Ao voltar ao Brasil, passado o período de apreensão, o senador fez o seguinte relato, nas mídias digitais: “Quando tentamos chegar aos locais onde iríamos desenvolver uma ação democrática e humanitária a presos políticos pelo regime ditatorial de Nicolás Maduro, fomos impedidos porque, artificialmente, obstruíram as vias de acesso. Sofremos um ‘boicote’ por parte do governo venezuelano. O embaixador do Brasil na Venezuela esteve conosco no nosso desembarque, se despediu dizendo que estaria conosco no nosso embarque. Algo estranho uma vez que ele não precisava entrar nos eventos que iríamos participar, mas ao menos nos acompanhar, no carro dele, para garantir nossa integridade”, afirmou.

O senador disse que o caso terá desdobramentos na política brasileira, americana e mundial.
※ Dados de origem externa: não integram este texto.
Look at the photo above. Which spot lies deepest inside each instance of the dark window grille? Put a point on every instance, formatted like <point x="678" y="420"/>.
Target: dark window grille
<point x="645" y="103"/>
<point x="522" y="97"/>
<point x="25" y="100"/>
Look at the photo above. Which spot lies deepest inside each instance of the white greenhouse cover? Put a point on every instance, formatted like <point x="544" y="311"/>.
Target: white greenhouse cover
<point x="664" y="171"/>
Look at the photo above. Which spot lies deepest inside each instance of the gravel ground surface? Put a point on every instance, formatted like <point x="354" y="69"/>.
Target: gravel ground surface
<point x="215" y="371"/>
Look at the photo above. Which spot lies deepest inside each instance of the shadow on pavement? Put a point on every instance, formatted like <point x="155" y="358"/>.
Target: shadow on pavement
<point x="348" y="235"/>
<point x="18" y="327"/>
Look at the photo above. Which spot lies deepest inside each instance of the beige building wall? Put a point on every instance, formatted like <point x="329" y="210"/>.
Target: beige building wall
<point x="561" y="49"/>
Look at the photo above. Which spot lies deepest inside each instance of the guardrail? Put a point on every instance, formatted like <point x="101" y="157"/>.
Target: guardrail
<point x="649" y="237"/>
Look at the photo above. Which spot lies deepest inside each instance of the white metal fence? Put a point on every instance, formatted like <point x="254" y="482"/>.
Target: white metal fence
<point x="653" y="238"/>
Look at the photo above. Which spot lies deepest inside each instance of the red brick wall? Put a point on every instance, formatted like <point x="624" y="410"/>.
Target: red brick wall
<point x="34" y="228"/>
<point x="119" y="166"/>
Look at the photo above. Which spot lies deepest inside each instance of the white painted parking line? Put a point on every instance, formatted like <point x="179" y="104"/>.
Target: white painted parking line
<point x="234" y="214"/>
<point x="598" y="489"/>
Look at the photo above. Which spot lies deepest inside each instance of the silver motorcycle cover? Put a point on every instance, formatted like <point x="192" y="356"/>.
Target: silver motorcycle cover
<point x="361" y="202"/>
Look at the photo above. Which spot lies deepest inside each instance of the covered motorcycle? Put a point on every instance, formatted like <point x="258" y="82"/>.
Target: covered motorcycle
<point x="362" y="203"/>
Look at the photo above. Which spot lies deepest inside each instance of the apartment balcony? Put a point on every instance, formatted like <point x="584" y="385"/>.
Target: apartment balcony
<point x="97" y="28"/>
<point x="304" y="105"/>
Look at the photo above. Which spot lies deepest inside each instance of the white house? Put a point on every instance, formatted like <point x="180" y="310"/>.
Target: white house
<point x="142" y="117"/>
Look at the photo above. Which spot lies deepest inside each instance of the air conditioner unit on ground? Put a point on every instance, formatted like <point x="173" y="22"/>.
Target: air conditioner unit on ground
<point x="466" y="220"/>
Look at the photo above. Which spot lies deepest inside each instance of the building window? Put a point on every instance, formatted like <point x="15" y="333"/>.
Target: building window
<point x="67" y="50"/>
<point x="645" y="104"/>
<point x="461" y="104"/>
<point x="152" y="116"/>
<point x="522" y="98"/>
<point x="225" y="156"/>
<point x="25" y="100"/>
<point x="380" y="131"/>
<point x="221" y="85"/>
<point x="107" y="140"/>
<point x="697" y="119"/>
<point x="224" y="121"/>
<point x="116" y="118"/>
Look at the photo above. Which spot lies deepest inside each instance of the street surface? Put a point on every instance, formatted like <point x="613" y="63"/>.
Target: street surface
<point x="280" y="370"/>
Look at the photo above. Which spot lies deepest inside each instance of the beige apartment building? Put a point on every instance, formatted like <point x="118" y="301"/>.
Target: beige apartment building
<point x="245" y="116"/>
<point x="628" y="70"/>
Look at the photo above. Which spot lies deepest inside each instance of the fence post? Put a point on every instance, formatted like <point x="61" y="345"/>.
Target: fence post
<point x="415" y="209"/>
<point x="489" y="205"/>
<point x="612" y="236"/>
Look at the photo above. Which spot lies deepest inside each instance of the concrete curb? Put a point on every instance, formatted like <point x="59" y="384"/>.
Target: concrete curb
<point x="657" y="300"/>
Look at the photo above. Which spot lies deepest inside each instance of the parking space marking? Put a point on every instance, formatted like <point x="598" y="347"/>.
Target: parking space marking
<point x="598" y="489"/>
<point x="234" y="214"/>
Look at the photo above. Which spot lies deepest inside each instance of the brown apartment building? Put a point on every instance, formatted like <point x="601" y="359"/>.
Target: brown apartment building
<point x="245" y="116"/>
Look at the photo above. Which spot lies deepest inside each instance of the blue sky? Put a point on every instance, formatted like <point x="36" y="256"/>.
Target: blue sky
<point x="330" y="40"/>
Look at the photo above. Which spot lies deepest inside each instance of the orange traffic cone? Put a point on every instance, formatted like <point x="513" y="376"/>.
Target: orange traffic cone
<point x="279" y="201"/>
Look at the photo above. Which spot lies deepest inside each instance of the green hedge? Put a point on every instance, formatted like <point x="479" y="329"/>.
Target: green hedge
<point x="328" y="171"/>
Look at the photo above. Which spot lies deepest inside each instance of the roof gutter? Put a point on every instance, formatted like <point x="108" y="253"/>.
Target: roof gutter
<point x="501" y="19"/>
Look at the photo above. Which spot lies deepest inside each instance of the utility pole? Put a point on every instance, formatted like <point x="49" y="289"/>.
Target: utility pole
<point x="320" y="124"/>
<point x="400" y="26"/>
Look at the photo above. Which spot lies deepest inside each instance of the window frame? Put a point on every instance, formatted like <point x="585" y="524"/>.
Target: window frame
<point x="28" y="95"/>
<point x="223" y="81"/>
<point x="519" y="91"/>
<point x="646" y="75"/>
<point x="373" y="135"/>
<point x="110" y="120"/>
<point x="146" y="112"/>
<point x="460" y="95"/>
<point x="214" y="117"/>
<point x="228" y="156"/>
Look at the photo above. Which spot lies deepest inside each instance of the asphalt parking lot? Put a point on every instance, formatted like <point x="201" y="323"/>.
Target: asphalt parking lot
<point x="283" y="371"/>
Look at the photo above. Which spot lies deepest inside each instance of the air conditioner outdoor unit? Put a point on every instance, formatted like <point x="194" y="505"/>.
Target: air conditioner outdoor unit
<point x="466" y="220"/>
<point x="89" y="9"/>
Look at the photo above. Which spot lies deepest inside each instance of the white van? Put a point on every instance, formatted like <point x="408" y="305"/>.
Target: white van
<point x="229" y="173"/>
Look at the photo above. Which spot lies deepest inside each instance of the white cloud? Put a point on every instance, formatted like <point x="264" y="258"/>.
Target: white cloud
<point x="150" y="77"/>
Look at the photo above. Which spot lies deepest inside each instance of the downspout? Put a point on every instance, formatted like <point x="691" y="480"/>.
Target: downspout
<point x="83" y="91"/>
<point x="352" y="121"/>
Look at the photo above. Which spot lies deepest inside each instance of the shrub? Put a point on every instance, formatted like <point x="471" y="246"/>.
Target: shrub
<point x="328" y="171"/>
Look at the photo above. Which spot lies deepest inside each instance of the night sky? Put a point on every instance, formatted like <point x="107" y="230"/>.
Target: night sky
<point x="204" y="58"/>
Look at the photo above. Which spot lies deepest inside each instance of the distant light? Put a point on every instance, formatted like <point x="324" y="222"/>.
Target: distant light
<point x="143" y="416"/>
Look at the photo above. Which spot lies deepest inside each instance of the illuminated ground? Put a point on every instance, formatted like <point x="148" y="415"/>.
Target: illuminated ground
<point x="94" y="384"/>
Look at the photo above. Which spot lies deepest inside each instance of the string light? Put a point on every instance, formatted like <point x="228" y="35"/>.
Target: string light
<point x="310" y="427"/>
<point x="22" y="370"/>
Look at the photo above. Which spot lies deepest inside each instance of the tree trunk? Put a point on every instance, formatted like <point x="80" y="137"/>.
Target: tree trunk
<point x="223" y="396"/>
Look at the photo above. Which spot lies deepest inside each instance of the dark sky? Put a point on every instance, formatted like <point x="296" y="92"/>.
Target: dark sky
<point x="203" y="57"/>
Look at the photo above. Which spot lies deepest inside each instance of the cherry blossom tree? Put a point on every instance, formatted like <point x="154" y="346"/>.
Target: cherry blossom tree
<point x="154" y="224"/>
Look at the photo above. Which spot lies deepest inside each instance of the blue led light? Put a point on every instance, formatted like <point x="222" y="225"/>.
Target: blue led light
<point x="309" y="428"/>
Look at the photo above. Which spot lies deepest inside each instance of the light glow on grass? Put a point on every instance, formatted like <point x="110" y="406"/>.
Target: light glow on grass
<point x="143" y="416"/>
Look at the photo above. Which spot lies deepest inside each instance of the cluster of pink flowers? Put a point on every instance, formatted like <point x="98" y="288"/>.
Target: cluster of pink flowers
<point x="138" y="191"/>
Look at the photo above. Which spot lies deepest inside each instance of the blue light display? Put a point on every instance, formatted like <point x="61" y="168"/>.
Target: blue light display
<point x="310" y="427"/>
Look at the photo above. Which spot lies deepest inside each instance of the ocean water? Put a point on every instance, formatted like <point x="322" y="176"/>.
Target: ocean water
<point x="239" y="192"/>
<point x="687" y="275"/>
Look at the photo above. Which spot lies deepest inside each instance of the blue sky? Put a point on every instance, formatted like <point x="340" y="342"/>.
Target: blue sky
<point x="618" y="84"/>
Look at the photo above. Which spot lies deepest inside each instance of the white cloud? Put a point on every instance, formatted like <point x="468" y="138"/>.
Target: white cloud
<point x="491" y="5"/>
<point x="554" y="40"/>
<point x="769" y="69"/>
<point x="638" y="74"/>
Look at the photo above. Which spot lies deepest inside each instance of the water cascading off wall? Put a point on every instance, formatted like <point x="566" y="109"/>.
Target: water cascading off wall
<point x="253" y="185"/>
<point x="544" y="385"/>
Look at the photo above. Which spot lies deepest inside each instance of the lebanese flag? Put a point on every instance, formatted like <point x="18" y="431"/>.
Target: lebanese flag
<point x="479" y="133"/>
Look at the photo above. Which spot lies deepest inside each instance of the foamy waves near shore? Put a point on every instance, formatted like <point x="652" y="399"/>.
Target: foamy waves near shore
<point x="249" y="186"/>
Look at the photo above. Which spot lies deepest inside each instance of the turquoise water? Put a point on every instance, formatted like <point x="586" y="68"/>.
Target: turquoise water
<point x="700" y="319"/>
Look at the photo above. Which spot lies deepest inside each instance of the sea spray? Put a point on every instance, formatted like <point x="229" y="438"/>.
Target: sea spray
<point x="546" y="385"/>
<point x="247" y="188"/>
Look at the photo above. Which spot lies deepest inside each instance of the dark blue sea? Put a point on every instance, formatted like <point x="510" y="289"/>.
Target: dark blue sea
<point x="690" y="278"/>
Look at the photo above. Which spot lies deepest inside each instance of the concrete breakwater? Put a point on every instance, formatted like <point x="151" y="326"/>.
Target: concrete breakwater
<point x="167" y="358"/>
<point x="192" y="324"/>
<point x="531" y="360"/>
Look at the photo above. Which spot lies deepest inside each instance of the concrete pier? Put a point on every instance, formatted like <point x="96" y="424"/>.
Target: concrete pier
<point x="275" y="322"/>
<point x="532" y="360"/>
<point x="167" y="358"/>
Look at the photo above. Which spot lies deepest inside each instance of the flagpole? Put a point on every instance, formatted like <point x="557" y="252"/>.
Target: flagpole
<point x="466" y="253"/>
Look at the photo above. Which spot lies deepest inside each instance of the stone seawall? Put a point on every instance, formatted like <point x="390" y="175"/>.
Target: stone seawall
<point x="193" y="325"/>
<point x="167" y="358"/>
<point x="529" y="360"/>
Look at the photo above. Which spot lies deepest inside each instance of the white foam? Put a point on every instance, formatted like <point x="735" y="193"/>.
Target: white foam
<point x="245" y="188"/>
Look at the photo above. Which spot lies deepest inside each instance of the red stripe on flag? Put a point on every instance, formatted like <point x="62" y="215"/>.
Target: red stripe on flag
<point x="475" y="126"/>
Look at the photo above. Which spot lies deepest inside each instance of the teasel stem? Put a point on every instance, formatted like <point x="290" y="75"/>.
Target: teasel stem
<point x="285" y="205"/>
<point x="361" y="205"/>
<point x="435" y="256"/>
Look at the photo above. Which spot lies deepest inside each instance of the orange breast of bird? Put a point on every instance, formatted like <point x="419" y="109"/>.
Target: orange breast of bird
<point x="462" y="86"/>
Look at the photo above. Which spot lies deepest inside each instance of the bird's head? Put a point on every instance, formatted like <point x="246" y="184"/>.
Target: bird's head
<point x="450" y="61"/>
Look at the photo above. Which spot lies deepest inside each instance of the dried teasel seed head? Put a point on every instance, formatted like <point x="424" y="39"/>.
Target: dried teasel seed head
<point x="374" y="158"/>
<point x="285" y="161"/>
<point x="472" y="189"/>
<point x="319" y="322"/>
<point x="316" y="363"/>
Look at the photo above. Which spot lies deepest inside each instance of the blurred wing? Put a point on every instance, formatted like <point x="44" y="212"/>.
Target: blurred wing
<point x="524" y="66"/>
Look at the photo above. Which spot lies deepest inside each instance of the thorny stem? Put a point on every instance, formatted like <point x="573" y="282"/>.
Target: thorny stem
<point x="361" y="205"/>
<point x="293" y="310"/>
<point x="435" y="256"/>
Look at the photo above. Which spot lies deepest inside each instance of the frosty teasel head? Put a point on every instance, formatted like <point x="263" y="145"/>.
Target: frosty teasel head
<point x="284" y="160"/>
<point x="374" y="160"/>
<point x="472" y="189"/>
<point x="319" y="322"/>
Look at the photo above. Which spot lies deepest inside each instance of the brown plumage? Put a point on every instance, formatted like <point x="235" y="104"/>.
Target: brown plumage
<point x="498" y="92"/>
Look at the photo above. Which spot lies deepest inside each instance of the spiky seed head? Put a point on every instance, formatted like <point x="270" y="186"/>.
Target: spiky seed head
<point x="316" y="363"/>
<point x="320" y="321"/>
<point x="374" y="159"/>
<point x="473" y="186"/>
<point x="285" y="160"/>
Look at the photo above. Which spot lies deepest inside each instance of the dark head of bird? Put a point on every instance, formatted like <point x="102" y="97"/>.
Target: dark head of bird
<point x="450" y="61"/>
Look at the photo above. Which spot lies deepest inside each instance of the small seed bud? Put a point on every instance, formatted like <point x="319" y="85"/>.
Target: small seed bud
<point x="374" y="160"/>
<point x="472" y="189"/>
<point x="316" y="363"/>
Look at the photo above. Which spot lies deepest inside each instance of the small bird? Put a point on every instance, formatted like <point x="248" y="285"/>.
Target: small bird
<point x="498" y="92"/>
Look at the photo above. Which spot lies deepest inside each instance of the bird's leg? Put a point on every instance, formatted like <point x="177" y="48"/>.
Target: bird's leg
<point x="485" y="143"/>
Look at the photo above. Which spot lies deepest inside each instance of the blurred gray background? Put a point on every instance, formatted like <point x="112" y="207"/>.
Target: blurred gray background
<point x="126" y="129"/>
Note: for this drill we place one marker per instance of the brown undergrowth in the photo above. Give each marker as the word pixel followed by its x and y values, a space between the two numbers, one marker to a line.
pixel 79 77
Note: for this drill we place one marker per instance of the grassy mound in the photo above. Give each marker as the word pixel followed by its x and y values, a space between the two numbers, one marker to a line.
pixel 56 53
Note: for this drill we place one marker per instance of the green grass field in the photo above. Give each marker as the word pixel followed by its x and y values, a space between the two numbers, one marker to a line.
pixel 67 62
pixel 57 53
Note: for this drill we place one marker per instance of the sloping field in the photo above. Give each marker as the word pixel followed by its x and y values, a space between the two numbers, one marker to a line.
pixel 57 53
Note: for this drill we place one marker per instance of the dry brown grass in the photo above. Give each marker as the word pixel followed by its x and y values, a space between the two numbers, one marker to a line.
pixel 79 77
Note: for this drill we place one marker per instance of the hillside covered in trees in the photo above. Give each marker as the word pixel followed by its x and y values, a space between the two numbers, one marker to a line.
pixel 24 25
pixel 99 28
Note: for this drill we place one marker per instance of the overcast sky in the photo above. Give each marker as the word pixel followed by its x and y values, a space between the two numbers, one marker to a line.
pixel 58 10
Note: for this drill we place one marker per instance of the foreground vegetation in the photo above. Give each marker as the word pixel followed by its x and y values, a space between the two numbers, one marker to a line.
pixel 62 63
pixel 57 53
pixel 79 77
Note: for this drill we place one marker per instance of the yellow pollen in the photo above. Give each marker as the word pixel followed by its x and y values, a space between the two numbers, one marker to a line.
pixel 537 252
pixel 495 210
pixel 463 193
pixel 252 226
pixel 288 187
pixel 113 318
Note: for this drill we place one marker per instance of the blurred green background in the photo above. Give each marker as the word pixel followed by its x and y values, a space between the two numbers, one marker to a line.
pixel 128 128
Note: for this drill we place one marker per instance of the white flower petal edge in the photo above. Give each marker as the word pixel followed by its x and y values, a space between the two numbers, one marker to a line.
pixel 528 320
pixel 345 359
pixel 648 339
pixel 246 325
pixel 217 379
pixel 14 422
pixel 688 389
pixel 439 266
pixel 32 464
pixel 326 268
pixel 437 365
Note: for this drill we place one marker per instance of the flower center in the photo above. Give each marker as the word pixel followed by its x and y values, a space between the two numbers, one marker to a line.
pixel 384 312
“Nós caímos em uma arapuca montada pelo governo totalitário da Venezuela que permitiu o pouso, mas não permitiu que nos movimentássemos. Montaram congestionamentos nas proximidades do aeroporto para evitar nosso trânsito. Impedir que levássemos nossa mensagem aos presos políticos”, acrescentou o senador.

Segundo ele, “onde existe preso político não existe Democracia. A ditadura na Venezuela é um fato. Nós estamos cumprindo missão humanitária e democrática. O embaixador do Brasil na Venezuela nos recebeu no aeroporto e depois foi embora. Não há representante do governo brasileiro conosco”.